If you follow politics you will have noticed that the left have been in a buoyant mood over the last couple of weeks.
Contrast this with 2009. The dominant memes last year were despair and denial. Labour's supporters continued to express anger and incredulity that anyone could be taken in by John Key's vacuous smile, and Phil Goff's patchy performance last year would have disappointed many.
So what has changed? Certainly the hope has returned. Various ministers have made twits of themselves in the House, lulled into traps set by wily Labour campaigners such as Mallard and King. And John Key has, for once, been widely criticised in sections of the media for a lack of ambition and vision.
But does any of this make a difference? Despite Key's lacklustre performance and the disastrous efforts of ministers such as Anne Tolley, and despite potentially unpopular policies like conservation-estate mining and GST increases being floated, this government is as popular as ever. Labour has barely made a dent in National's popularity, if recent polls are to be believed.
It is tempting for those of us who don't particularly like this government to crow over the Parliamentary footage of Anne Tolley and Paula Bennett being made to look like fools. But the number of people politically engaged enough to know or care that National is getting a flogging in the House is small.
So, again, does any of this make a difference? Possibly. If politics is war, then Parliamentary debates are where the trench warfare takes place. For those who get their news by reading the paper or watching the telly, it probably makes little difference who is saying what in the House. So being able to terrorise ministers in the House doesn't pay immediate dividends in terms of votes - but it does energise the faithful and give confidence to an Opposition. And Labour has regained some of its old confidence.

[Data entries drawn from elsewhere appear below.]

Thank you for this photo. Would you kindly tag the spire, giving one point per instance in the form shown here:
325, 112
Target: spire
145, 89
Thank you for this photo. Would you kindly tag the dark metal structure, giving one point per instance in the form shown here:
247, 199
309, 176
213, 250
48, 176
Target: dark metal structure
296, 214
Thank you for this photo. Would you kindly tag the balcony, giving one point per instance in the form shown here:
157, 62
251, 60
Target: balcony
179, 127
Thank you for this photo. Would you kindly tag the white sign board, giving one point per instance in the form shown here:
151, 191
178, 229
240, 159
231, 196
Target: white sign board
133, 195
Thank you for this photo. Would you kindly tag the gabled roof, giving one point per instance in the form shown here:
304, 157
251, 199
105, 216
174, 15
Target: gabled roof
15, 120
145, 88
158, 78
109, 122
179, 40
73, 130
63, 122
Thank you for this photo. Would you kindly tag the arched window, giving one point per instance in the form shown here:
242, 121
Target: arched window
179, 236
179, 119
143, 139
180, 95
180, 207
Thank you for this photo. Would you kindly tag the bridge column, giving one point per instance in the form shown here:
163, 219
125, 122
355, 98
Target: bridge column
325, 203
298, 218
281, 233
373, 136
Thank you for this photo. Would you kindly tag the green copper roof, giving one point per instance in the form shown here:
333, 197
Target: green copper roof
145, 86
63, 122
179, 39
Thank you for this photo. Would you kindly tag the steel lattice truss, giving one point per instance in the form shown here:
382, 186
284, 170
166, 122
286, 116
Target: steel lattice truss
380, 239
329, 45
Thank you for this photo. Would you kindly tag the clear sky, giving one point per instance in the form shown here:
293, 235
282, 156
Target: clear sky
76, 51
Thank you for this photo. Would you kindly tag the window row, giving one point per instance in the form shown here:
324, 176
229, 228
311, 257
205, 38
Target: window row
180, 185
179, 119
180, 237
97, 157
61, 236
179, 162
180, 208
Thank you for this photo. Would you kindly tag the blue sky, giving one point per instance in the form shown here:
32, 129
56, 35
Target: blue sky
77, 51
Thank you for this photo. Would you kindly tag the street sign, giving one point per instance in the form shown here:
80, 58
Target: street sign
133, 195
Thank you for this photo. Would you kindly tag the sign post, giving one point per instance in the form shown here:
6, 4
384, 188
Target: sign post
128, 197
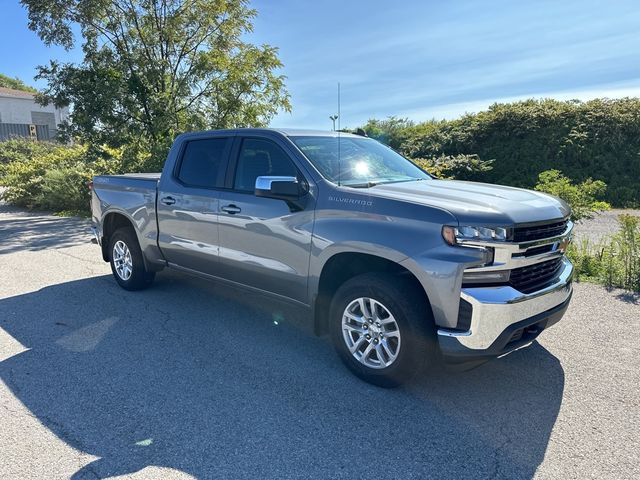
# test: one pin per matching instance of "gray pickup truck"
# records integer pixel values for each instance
(402, 270)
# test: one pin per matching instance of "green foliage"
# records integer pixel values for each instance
(152, 70)
(598, 139)
(393, 131)
(16, 84)
(458, 167)
(50, 176)
(582, 198)
(613, 263)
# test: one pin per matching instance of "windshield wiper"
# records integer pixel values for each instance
(361, 185)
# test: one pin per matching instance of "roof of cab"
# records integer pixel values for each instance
(289, 132)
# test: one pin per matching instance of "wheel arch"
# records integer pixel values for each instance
(112, 221)
(345, 265)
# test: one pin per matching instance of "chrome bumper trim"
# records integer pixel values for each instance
(496, 308)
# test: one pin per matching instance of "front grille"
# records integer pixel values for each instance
(527, 234)
(535, 277)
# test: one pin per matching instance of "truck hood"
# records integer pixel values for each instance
(477, 203)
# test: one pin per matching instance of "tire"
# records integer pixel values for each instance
(409, 314)
(127, 263)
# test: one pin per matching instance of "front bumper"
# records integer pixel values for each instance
(96, 235)
(504, 319)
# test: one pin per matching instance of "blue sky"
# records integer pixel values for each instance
(418, 59)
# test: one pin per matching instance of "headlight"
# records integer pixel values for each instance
(452, 235)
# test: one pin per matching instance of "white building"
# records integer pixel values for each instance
(21, 116)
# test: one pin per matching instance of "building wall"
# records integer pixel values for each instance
(19, 110)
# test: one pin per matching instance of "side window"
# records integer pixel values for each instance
(259, 158)
(201, 162)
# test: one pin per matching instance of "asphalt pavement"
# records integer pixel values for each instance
(194, 379)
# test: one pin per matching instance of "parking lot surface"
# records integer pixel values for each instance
(194, 379)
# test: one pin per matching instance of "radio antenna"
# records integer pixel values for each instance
(339, 162)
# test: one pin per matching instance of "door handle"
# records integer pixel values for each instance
(231, 209)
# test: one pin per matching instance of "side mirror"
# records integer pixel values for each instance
(283, 188)
(288, 189)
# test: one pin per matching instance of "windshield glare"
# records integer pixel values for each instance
(357, 161)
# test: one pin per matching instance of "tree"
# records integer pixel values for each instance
(16, 84)
(583, 198)
(155, 68)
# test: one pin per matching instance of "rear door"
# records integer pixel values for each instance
(264, 243)
(188, 203)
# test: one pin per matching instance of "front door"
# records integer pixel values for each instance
(188, 205)
(263, 243)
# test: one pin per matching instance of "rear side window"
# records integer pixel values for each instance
(201, 162)
(259, 158)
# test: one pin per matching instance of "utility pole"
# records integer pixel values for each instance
(333, 118)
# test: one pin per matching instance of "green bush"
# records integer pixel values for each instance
(613, 263)
(459, 167)
(599, 139)
(50, 176)
(582, 198)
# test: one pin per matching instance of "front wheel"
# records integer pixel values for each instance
(382, 329)
(127, 263)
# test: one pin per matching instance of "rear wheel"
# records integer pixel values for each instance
(127, 263)
(382, 329)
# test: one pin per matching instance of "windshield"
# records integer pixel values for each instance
(362, 162)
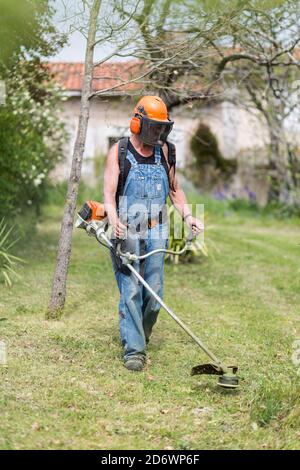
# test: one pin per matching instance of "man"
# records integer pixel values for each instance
(148, 177)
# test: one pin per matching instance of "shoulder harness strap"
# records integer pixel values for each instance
(122, 152)
(171, 155)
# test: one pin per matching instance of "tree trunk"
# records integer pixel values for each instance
(58, 294)
(281, 179)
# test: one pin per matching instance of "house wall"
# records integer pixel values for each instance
(240, 134)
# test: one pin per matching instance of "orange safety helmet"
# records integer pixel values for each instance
(151, 121)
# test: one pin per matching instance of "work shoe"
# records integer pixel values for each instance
(135, 363)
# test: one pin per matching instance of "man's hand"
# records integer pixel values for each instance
(119, 229)
(195, 224)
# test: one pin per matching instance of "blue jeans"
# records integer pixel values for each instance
(138, 310)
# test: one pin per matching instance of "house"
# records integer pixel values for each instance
(238, 132)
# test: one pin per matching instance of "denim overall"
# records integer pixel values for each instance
(146, 186)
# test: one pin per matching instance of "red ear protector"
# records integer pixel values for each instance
(136, 124)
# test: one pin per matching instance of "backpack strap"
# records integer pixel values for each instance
(171, 155)
(171, 161)
(122, 153)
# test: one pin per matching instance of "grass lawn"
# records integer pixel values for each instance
(65, 386)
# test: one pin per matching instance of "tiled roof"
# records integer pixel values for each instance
(70, 74)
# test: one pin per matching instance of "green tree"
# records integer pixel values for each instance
(31, 136)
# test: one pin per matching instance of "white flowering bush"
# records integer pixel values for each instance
(31, 135)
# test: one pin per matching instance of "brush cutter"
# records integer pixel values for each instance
(93, 219)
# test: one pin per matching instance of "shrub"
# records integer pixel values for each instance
(8, 261)
(31, 136)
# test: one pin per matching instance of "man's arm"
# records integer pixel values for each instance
(111, 178)
(179, 201)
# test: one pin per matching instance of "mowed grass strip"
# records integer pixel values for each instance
(65, 386)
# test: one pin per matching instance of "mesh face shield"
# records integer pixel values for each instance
(155, 132)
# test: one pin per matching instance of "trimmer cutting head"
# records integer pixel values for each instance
(227, 379)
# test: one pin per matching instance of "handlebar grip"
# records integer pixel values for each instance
(190, 236)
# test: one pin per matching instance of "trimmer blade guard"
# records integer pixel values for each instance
(211, 369)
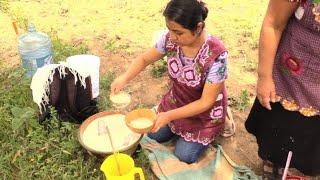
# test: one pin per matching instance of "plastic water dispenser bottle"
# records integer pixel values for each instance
(35, 50)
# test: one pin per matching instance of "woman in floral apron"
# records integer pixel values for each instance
(194, 108)
(285, 115)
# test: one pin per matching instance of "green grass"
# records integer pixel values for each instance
(240, 102)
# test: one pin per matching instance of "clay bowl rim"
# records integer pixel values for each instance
(85, 124)
(121, 105)
(141, 130)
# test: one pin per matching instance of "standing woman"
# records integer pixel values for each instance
(285, 115)
(194, 108)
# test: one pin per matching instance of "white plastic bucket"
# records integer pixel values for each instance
(87, 64)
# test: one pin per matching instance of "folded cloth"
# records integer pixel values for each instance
(213, 164)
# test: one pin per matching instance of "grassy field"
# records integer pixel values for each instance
(51, 151)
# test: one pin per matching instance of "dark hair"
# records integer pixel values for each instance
(187, 13)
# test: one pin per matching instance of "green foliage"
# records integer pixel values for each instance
(159, 68)
(242, 102)
(62, 50)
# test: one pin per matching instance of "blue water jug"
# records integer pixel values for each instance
(35, 50)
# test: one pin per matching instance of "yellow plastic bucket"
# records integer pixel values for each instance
(126, 167)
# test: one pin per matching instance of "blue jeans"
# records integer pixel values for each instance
(186, 151)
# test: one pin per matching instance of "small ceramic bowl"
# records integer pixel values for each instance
(120, 100)
(140, 120)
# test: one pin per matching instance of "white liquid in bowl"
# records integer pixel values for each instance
(121, 135)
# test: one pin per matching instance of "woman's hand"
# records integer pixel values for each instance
(118, 84)
(266, 91)
(162, 120)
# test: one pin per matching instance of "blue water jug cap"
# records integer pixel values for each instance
(31, 28)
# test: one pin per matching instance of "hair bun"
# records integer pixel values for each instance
(204, 10)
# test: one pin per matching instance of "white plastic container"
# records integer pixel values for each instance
(87, 64)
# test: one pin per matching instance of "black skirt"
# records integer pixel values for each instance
(279, 131)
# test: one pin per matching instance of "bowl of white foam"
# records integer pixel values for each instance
(123, 138)
(140, 120)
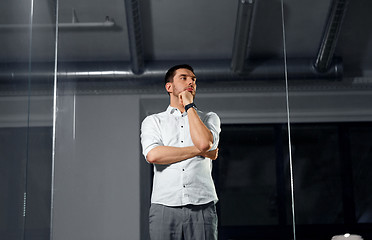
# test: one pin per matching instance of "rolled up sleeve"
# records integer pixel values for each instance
(150, 135)
(213, 123)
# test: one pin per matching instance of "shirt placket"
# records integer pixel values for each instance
(182, 127)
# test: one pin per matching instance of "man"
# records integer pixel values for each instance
(181, 144)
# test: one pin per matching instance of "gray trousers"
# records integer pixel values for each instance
(190, 222)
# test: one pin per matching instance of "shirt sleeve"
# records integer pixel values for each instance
(213, 123)
(150, 135)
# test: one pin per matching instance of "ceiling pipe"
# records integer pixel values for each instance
(206, 71)
(243, 27)
(331, 34)
(135, 36)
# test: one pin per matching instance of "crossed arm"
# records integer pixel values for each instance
(201, 137)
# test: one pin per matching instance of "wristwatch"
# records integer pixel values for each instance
(191, 105)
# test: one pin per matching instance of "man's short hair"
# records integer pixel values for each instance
(172, 71)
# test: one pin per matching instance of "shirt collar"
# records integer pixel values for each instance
(172, 110)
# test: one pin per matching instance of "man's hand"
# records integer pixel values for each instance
(211, 154)
(185, 97)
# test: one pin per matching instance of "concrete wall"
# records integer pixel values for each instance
(102, 183)
(96, 188)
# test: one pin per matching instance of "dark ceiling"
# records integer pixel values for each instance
(218, 37)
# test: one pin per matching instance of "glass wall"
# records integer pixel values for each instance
(330, 124)
(27, 39)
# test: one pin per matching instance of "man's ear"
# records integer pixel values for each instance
(168, 87)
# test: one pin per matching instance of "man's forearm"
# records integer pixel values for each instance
(169, 155)
(201, 136)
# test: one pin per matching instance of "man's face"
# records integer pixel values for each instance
(183, 79)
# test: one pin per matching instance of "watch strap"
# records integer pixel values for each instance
(188, 106)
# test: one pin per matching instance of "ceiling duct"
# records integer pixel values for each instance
(206, 71)
(330, 36)
(135, 36)
(243, 26)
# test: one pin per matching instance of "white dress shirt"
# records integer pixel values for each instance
(185, 182)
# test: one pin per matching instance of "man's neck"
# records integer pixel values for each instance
(177, 104)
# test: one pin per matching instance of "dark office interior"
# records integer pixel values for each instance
(290, 80)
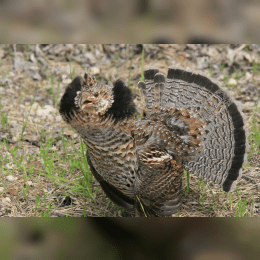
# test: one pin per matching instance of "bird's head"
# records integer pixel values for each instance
(89, 97)
(94, 97)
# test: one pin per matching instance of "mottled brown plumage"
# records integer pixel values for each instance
(190, 123)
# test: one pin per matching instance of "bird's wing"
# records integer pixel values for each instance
(158, 182)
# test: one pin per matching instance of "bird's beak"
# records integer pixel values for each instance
(86, 104)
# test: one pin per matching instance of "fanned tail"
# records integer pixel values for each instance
(225, 136)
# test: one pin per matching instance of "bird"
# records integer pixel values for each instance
(189, 122)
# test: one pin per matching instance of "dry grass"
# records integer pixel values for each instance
(50, 174)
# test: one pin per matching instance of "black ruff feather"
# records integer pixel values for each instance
(67, 102)
(123, 106)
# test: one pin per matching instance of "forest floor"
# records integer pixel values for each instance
(43, 171)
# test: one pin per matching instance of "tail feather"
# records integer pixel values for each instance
(225, 136)
(159, 83)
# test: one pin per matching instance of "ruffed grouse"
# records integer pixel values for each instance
(189, 122)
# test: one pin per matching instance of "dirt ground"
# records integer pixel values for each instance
(41, 162)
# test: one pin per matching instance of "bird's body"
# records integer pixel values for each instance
(189, 123)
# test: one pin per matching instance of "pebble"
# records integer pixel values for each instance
(30, 183)
(232, 82)
(11, 178)
(95, 70)
(7, 199)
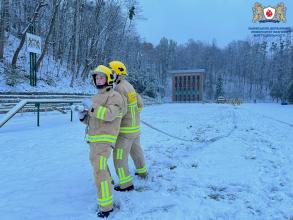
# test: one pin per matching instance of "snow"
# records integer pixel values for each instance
(239, 166)
(52, 75)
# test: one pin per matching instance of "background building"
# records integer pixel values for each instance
(185, 85)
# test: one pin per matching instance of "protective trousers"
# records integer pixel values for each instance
(125, 146)
(99, 154)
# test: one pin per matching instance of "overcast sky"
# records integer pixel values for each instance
(205, 20)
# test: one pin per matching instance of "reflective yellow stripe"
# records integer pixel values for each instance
(125, 180)
(103, 163)
(101, 112)
(119, 115)
(119, 154)
(134, 104)
(129, 130)
(106, 199)
(122, 178)
(141, 170)
(101, 138)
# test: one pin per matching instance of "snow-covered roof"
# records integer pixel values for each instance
(186, 71)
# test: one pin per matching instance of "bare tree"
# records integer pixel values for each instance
(36, 12)
(3, 25)
(52, 24)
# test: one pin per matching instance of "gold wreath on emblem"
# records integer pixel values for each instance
(257, 12)
(280, 12)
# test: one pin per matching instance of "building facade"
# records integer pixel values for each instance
(185, 85)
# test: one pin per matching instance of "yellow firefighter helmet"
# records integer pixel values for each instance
(118, 67)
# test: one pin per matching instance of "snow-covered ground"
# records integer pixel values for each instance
(239, 166)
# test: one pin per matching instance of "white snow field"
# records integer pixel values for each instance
(240, 166)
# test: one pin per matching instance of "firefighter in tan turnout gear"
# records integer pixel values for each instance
(128, 140)
(103, 119)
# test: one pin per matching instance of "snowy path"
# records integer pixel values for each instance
(239, 167)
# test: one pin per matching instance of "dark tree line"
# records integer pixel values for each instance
(80, 34)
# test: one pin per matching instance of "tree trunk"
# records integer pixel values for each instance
(52, 24)
(76, 43)
(20, 46)
(3, 25)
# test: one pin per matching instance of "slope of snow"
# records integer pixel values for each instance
(238, 167)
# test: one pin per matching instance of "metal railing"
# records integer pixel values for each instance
(37, 103)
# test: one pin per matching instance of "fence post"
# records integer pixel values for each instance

But the ever-smiling Key is still a long way away from being in trouble. He has a solid core that will vote National irrespective of what his government does, so he only needs to hold sufficient middle ground to retain the votes of those who shifted from Labour last election. Many of them will likely return to Labour when they realise the change promised by Key either didn't happen, or happened in a way they did not expect. But this may not be until after the next election.
So, while Labour's supporters will be encouraged by its performance this year, it may not yet be time to start celebrating the demise of National.